May 18, 2006 10:31
hello LJ land. how are we today? really? and how does that make you feel? very good, or, bad. yes.
decided to stop whining about dave and all that crap. needless. stupid. wasteful. enough said.
really love dave, am hoping that after he gets back he'll be more up to making some, shall we say, "grownup" choices. my mom said that perhaps, just maybe, this trip to czech is his last "hurrah" (or he may see it as the last as a young man) before he starts making some desicions. i know he wont do anything till he gets a job. i pray to the job god he gets one fast.

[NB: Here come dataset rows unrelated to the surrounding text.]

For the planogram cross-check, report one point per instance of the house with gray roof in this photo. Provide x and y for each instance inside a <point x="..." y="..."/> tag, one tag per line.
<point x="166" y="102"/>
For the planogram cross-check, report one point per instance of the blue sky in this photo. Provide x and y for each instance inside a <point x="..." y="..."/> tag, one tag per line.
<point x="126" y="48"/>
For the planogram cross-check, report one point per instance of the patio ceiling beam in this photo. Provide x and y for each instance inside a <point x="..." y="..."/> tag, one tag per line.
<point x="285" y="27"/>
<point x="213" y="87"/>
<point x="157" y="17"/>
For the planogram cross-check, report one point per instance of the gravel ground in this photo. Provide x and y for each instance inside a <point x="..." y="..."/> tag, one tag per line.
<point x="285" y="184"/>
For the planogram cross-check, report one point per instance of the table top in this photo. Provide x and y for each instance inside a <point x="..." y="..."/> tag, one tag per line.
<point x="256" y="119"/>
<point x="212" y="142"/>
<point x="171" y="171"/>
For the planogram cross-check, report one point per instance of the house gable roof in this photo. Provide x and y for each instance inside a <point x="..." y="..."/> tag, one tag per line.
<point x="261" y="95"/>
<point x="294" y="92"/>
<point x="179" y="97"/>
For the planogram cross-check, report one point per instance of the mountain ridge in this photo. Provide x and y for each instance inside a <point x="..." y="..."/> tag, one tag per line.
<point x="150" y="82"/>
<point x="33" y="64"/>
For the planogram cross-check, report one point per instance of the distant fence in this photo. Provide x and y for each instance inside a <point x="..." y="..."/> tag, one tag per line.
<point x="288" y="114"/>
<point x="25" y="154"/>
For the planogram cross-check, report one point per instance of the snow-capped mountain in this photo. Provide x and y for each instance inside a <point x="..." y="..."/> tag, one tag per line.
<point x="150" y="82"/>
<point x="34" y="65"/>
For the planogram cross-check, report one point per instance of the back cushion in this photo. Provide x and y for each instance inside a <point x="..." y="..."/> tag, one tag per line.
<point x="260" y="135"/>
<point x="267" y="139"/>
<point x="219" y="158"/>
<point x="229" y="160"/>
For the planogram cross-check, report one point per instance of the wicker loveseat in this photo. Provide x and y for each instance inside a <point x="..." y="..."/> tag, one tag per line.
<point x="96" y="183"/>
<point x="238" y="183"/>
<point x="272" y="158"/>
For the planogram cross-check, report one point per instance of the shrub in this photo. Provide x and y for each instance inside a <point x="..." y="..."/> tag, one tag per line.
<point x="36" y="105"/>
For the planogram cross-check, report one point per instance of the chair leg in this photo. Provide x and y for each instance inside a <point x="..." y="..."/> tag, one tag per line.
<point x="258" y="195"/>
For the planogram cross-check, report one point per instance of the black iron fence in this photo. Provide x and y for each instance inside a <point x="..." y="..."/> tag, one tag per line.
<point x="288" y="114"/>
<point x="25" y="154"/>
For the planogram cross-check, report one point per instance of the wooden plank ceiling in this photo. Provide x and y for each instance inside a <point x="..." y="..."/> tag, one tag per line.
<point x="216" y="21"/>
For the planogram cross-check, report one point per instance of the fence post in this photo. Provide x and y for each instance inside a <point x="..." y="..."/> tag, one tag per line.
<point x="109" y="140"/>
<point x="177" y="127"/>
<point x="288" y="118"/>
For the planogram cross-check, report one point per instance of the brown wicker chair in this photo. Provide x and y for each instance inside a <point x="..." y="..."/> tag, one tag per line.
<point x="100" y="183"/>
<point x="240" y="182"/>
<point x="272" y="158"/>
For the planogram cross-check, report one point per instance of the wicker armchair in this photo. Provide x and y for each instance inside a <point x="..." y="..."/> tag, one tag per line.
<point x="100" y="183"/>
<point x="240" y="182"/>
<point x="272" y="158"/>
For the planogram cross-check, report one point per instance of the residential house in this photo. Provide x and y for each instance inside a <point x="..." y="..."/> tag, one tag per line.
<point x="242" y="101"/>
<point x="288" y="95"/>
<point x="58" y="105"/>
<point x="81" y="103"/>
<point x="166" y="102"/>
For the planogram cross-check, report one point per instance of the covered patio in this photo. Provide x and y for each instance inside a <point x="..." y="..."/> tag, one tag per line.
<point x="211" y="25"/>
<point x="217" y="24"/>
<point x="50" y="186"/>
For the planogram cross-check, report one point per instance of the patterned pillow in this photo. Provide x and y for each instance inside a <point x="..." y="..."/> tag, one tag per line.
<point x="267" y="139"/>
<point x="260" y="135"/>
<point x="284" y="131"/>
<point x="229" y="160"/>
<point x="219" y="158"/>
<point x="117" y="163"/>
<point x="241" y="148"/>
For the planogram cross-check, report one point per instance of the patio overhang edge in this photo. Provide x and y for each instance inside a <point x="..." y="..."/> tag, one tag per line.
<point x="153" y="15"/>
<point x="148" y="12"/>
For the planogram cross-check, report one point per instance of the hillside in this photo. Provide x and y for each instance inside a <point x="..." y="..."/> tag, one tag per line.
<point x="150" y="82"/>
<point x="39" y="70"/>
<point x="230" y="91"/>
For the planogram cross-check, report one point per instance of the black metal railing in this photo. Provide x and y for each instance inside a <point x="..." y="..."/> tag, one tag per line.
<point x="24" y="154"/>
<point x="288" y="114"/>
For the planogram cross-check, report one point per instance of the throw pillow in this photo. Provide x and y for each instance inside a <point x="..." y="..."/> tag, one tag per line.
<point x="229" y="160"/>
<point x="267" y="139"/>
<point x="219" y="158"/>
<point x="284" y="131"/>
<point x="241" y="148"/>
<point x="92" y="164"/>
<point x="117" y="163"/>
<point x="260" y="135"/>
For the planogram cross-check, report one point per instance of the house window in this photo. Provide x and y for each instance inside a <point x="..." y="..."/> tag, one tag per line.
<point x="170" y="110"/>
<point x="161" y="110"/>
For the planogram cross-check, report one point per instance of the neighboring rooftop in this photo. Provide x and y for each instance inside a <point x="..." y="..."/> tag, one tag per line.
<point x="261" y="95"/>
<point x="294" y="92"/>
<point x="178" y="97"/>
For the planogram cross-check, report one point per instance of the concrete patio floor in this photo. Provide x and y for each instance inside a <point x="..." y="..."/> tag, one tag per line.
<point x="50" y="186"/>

i just want to know what the hell i am going to do next year. or rather what i will do in 2008. i graduate at the end of next year and then what? we have plnas to maybe go to melbourne for a while, probably not long. i dont even know if we should still do it. i dont know ehrre i want to go. i feel really stuck and clueless. nowhere feels right. they only desicion i know i can make is that if dave and i ever broke up i would for sure go back to sydney. but other than that, if we still are together, what the fuck are we going to do?????? i guess thats why i am stressing about if dave will ever make desicions regarding that kind of stuff. i need to know if we'll be going in the same direction or not, becuase i dont feel like holding back or staying somewhere where i feel is wrong. dave said the cliche "i wont hold you back" when i asked if he was ever going to do stuff. i cant stand that shit. i'm trying to be respectful by not just deciding without his input. i am hoping to stay with him, but it's all so fucking confusing.

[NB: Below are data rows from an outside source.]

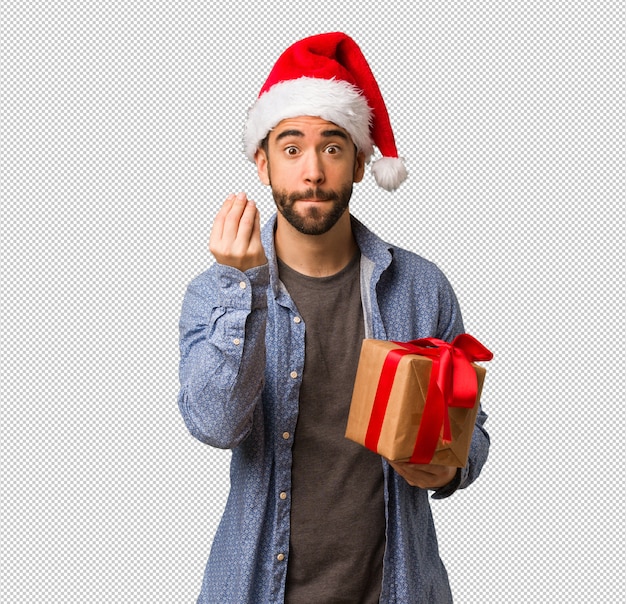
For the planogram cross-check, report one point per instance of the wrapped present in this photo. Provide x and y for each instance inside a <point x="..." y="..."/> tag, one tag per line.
<point x="417" y="401"/>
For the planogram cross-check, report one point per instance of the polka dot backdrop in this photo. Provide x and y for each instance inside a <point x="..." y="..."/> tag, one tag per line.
<point x="121" y="135"/>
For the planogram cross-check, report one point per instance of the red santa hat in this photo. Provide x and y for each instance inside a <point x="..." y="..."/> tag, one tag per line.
<point x="327" y="76"/>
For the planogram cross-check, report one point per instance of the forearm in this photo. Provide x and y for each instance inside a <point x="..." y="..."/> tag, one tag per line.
<point x="222" y="344"/>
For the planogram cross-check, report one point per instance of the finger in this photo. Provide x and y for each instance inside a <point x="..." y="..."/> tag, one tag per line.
<point x="247" y="226"/>
<point x="233" y="218"/>
<point x="217" y="230"/>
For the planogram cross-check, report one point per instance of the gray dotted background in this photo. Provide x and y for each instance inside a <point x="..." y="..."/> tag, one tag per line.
<point x="120" y="132"/>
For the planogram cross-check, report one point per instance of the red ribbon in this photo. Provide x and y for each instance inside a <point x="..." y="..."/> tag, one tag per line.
<point x="452" y="384"/>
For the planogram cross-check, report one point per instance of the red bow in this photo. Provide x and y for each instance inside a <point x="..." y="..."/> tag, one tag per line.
<point x="452" y="384"/>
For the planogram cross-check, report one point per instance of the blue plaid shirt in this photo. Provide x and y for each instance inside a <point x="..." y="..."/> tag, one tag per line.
<point x="242" y="358"/>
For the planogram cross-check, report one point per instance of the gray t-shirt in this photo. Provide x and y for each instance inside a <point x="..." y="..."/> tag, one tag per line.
<point x="337" y="509"/>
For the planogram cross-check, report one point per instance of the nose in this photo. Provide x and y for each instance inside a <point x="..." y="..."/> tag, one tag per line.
<point x="313" y="170"/>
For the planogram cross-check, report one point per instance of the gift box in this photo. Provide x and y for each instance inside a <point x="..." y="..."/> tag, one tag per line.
<point x="417" y="401"/>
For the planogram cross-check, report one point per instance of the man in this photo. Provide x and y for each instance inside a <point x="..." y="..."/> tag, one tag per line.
<point x="270" y="340"/>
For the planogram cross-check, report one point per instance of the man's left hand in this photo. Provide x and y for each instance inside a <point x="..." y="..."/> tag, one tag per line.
<point x="425" y="476"/>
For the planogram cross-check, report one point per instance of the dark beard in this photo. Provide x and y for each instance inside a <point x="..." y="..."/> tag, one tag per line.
<point x="315" y="221"/>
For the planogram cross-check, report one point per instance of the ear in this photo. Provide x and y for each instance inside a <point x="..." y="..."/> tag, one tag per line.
<point x="359" y="166"/>
<point x="262" y="166"/>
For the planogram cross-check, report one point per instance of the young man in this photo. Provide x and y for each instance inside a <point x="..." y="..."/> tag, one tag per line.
<point x="270" y="340"/>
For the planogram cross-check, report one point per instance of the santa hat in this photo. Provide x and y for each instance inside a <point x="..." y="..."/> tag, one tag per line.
<point x="327" y="76"/>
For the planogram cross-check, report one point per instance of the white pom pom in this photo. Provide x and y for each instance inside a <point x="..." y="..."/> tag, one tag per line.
<point x="389" y="172"/>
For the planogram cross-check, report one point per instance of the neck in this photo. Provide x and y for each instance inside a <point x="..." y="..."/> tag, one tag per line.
<point x="316" y="255"/>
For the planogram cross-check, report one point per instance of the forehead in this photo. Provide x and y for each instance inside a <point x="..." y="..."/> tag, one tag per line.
<point x="308" y="126"/>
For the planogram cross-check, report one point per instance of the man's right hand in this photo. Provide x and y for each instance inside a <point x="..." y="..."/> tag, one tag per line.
<point x="236" y="234"/>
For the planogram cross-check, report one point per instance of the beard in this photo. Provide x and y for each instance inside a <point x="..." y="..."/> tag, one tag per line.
<point x="316" y="220"/>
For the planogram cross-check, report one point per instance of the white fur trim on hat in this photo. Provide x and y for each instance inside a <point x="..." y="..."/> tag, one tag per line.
<point x="389" y="172"/>
<point x="336" y="101"/>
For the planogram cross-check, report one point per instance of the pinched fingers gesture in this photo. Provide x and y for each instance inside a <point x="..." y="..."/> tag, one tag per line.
<point x="236" y="234"/>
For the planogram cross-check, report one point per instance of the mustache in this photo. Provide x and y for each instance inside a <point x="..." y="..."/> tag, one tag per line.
<point x="318" y="194"/>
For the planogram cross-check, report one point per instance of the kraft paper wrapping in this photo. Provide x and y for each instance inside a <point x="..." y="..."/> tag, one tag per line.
<point x="405" y="407"/>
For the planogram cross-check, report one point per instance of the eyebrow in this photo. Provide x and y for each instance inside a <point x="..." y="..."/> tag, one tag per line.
<point x="299" y="134"/>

anyway, leave it to, yeah, to fall in love with a great guy....who just wont grow up. i knew it would fucking happen. its the only thing i'm really worried will ruin our relationship. and i REFUSE to again be the girlfriend who teaches the guy the lesson and then he wises up for the NEXT girlfriend. no. fuck that. i am sick of being shat on and taken for granted and then once i'm gone they decise to be everything they werent for the next retard slag. not fair not fair!!!!
i just want this year to be over. then i'll have one last year left and be able to get rid of the fucking macca's job and be free. free is good.